Somali Security Minister Omar Hashi Aden says planes loaded with weapons from Eritrea arrived last week in Somalia.
The minister says an arms shipment arrived Tuesday, and two more shipments arrived Friday at an airport on the outskirts of Mogadishu," he said. "Aden did not say what the weapons were and to whom they were intended. But he says the government in Asmara is likely to send more because it is determined to undermine Somalia's transitional government by arming groups opposed to it.
Two years ago, a U.N. group monitoring the arms embargo on Somalia reported that between December 2006 and June 2007, Eritrea shipped a huge quantity of arms to al-Shabab in Somalia.
In December 2006, Ethiopia intervened in Somalia to oust the Islamic Courts Union and its radical military wing al-Shabab. The al-Qaida-linked group, which is listed as a terrorist organization by the United States, violently opposed Ethiopia's military presence in Somalia and the secular, weak transitional federal government it backed in Mogadishu.
The monitoring group's report said Eritrea supplied al-Shabab with various weapons, including at least six SA-18 surface-to-air missiles.
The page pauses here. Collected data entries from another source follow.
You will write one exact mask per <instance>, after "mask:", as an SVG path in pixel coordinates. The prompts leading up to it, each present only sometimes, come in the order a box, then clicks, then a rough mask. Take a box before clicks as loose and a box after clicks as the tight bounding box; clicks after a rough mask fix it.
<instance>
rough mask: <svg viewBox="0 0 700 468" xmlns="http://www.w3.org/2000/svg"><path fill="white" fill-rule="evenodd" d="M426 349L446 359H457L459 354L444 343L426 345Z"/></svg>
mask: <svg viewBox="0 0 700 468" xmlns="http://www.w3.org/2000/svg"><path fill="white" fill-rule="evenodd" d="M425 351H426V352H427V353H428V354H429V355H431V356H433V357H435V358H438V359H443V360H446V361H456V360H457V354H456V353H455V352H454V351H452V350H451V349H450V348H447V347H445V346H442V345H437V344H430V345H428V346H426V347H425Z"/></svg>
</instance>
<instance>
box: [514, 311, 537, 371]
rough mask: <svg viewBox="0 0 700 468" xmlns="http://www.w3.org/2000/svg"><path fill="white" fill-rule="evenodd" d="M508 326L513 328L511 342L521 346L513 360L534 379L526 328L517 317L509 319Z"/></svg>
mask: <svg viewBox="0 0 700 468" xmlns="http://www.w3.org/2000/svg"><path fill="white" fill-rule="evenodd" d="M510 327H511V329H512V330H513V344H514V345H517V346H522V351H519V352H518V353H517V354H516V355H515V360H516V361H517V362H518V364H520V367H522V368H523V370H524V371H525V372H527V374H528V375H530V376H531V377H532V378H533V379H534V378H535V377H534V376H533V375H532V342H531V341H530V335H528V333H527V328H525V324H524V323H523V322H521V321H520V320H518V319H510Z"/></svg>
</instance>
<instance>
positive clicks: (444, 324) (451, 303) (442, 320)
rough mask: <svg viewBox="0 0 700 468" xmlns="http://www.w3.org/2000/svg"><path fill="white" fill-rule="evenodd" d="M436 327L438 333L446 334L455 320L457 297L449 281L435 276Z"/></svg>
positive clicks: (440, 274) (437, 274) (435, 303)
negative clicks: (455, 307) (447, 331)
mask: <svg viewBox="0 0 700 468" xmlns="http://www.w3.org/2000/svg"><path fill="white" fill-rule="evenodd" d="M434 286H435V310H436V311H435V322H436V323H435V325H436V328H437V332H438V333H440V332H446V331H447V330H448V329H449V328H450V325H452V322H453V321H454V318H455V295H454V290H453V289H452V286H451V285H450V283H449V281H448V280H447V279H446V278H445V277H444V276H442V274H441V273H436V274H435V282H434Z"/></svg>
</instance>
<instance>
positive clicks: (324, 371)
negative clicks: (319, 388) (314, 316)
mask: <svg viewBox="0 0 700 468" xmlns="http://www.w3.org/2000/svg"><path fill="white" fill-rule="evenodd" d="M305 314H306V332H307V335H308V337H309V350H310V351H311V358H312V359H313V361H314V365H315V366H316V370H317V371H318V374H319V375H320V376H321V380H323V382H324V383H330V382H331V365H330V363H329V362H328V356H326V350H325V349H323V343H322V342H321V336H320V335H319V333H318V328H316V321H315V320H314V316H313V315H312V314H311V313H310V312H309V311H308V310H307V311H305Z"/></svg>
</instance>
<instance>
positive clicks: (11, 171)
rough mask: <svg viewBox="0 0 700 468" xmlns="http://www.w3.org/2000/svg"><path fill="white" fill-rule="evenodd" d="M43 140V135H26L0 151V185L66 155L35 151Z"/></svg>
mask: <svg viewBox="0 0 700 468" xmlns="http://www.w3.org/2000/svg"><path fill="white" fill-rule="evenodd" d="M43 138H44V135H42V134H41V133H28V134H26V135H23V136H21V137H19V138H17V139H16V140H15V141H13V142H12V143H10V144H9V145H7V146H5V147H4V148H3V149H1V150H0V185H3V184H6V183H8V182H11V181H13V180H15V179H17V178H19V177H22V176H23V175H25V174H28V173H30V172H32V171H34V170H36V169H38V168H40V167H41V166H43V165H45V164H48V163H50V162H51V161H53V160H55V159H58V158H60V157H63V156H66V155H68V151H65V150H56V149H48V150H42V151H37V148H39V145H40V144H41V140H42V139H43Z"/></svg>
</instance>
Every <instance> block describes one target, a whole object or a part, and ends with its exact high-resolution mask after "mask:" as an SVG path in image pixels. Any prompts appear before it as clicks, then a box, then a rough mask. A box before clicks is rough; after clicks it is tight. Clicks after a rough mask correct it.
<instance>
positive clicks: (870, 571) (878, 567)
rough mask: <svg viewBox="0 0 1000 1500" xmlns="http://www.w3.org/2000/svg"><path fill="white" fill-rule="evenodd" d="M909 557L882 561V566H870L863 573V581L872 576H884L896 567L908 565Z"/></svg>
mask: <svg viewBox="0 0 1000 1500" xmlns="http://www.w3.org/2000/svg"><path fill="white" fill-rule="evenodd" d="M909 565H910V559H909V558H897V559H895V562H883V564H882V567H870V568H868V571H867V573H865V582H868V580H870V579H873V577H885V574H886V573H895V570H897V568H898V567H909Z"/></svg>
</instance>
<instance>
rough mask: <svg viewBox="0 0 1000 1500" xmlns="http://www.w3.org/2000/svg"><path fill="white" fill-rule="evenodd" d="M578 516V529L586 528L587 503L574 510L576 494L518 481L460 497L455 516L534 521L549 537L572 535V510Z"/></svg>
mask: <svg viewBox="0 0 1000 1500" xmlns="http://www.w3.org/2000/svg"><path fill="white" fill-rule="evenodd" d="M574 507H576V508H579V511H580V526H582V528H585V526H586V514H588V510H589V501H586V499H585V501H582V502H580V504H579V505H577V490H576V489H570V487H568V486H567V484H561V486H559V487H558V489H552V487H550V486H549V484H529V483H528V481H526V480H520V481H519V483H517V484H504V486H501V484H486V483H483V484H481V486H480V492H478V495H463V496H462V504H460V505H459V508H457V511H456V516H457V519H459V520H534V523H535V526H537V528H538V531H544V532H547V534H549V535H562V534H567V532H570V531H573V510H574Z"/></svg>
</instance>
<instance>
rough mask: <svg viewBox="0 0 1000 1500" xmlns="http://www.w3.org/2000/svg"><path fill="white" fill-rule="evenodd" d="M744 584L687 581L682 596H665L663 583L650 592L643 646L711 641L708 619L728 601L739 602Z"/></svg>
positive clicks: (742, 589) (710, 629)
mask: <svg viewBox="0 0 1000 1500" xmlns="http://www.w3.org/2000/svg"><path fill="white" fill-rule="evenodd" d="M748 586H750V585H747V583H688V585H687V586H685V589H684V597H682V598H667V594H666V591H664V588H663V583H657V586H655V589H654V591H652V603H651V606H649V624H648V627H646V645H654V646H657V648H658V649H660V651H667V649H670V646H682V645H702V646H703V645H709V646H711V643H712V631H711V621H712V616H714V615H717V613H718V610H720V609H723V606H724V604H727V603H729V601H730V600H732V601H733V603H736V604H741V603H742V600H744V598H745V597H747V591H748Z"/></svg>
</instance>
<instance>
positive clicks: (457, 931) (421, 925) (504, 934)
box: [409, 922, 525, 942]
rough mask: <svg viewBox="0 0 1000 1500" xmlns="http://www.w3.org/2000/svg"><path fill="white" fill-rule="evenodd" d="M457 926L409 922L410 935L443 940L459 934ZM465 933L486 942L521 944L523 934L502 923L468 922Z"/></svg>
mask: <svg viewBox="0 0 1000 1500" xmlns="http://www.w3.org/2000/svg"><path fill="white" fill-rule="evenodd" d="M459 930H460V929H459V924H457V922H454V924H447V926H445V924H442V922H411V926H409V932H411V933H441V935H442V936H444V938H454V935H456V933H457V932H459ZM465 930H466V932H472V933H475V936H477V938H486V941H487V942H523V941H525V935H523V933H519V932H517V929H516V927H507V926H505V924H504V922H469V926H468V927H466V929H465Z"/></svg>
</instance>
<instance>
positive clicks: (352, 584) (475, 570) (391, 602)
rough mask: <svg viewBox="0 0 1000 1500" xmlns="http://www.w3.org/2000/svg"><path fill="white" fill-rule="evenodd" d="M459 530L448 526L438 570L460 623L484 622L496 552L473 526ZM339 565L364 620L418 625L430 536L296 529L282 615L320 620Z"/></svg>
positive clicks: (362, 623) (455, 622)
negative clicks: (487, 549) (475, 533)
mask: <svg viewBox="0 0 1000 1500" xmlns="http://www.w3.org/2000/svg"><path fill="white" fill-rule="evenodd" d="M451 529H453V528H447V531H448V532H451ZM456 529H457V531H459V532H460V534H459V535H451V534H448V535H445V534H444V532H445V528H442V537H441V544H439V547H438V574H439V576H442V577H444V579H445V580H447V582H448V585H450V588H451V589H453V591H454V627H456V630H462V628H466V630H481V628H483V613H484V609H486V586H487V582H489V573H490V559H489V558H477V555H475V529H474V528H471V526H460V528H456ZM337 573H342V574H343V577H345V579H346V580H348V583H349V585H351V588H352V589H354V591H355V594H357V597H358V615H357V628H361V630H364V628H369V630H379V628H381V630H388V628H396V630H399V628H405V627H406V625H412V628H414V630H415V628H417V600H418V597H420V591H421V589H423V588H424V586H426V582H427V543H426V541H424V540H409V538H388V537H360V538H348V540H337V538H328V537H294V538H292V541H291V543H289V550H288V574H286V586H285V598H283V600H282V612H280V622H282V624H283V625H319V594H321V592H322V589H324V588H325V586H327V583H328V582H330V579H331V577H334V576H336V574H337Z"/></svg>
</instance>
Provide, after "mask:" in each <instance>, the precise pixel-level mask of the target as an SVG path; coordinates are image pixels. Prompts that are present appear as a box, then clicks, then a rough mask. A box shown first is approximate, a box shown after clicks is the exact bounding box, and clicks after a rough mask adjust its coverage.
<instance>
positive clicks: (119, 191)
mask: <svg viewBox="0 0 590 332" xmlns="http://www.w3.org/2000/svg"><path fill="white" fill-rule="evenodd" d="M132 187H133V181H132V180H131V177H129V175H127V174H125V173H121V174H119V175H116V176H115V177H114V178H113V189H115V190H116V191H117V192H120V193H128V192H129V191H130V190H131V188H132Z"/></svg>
One of them was used to shoot down a cargo plane in March 2007 at the international airport in Mogadishu.
The Eritrean government dismissed the U.N. report a "total fabrication, falsely trying to show Eritrea was fighting a proxy war against Ethiopia in Somalia." Ethiopia and Eritrea fought a border war to a stalemate from 1998 to 2002 and remain bitter enemies.
Last June, U.N. sponsored talks in Djibouti paved the way for the January withdrawal of Ethiopian troops and the merger of the transitional federal government with a moderate faction of the Alliance for the Re-Liberation of Somalia opposition group led by Sharif Sheik Ahmed.
Al-Shabab and other hard-line Islamist groups, including the hard-line faction of the Alliance for the Re-Liberation of Somalia, say the unity government of President Sharif is a "western stooge." Attacks against the government and its supporters, and a contingent of 4,300 African Union peacekeepers in Mogadishu have continued.
Asked to respond to the latest allegation that the government in Asmara is shipping arms to Somali insurgents, an Eritrean spokesman said his government does not recognize Somalia's unity government and could not comment.